Sebagai contoh sosialisasi dan keaktivan seorang seniman bermasyarakat dengan bidang yang digeluti, pemateri mendiskripsikan pada kegiatan yang pernah digagas bersama masyarakat desa Betiring dan di desa Domas. Keterlibatannya dalam acara Bersih Desa menemukan beberapa pokok pikiran khusus. Yaitu bagaimana mengejawantahkan tradisi budaya masyarakat setempat yang notabene di setiap Bersih desa selalu menggelar budaya tandakan/tayuban (yang masih dipandang dengan falsafah kramat), mengelilingkan gong kecil ke kampung-kampung, ketika secara langsung bergesekan dengan agenda strategi budaya Pemerintahan Kabupaten (Pemkab). Yaitu kontradiktif dengan budaya-budaya Islami/agamis sehingga ada pengkondisian yang membuat beberapa rangkaian acara di dalam Bersih Desa harus digeser atau bahkan ditiadakan.

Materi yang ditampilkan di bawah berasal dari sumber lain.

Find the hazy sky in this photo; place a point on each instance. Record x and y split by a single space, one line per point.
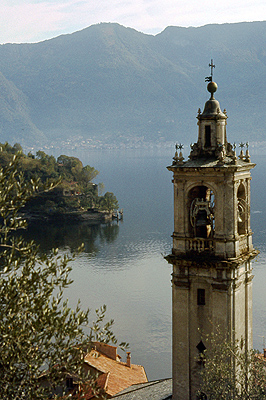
36 20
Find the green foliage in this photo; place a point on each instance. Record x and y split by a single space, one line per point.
74 188
38 330
230 372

Maka timbulnya pergeseran di masyarakat secara langsung akan membawanya pada materi keberlangsungan eksistensi sang seniman itu sendiri. Sampai juga akhirnya pada proses kelahiran karya yang memiliki nafas “membumi”. Bila wacana tentang pergeseran nilai yang tercatat dan teranalisa dengan baik bisa diimplementasikan dalam rangkaian perjalanan pembentukan opini public untuk mencari titik temu atas orientasi kemasyarakatan, alangkah lebih baiknya lagi.

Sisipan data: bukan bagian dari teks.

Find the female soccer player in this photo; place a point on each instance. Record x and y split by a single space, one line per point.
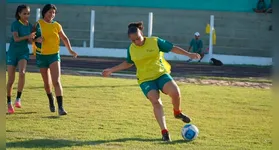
146 53
47 43
18 53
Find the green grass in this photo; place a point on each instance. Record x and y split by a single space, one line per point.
251 79
129 72
111 113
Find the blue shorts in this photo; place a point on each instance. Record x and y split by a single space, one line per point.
13 59
44 61
156 84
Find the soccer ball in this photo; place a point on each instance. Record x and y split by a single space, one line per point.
189 132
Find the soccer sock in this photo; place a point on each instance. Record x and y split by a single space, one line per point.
60 101
18 95
9 100
176 112
164 131
50 98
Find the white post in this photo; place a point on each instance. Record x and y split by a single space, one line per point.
211 36
38 14
150 24
92 28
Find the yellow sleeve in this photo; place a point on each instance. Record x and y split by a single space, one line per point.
207 29
34 48
165 63
59 27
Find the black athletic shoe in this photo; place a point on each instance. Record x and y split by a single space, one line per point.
183 117
166 137
61 111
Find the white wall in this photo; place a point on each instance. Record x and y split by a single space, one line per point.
121 53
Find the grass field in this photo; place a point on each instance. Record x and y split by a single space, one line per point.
110 113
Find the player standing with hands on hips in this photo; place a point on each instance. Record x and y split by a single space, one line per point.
146 53
18 53
47 46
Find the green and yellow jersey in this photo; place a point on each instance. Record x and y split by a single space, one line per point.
149 58
50 34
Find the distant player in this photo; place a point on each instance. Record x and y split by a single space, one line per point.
18 53
47 44
146 53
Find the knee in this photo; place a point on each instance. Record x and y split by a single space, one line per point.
156 102
10 82
21 73
56 83
175 94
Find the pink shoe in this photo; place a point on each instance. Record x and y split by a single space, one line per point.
11 109
17 103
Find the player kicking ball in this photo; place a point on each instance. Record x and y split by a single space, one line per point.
153 72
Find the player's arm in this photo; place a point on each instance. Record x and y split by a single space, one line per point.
124 65
166 46
191 44
66 42
27 37
16 37
181 51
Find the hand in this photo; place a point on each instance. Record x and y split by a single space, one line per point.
32 57
32 36
107 72
195 56
73 53
39 40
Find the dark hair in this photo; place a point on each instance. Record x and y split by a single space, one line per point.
19 10
47 7
134 27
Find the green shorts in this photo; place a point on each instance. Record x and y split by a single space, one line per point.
13 59
156 84
44 61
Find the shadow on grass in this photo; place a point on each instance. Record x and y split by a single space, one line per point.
175 142
51 117
23 113
85 86
59 143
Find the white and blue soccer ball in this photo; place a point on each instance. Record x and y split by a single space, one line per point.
189 132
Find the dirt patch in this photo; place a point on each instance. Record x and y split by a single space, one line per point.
184 80
224 83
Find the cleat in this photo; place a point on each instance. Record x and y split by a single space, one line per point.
11 109
166 137
183 117
18 103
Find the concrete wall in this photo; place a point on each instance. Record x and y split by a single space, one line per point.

Temuan tentang pergeseran nilai budaya yang ditemui pemateri adalah lebih banyak pada betapa ramainya orientasi kepentingan ikut “campur tangan” terlalu dalam proses berbudaya dan berkehidupan masyarakat. Apalagi bila dikaitkan dengan slogan yang notabene dikeluarkan (Pemkab – Gresik Berhias Iman), meskipun dalam tataran etimologisnya kata Beriman merupakan singkatan dari besih, industri, maritim dan niaga, namun pada kenyataannya dalam perjalanan implementasi slogan tersebut terjadi distorsi makna yang cukup signifikan. Yaitu sampai pada upaya menggeser budaya tradisi masyarakat. Untungnya hal ini tidak terlalu kuat dialami oleh masyarakat yang jauh letak geografisnya dari pusat Pemkab, bila dibandingkan dengan msayarakat yang secara geografis berdekatan dengan pusat, atau masih mudah terjangkau oleh regulasi.

Diskusi ini akhirnya menemukan fakta bahwa selama regulasi masih beracuan pada orientasi kepentingan semata, maka sangat mungkin terjadi budaya yang termanipulasi (digeser) demi memenuhi wacana implementasi. Apalagi kalau bukan sebagai buah pertanggung-jawaban public atas kehadiran slogan atau rangkaian kerja sebuah kelompok pemerintahan.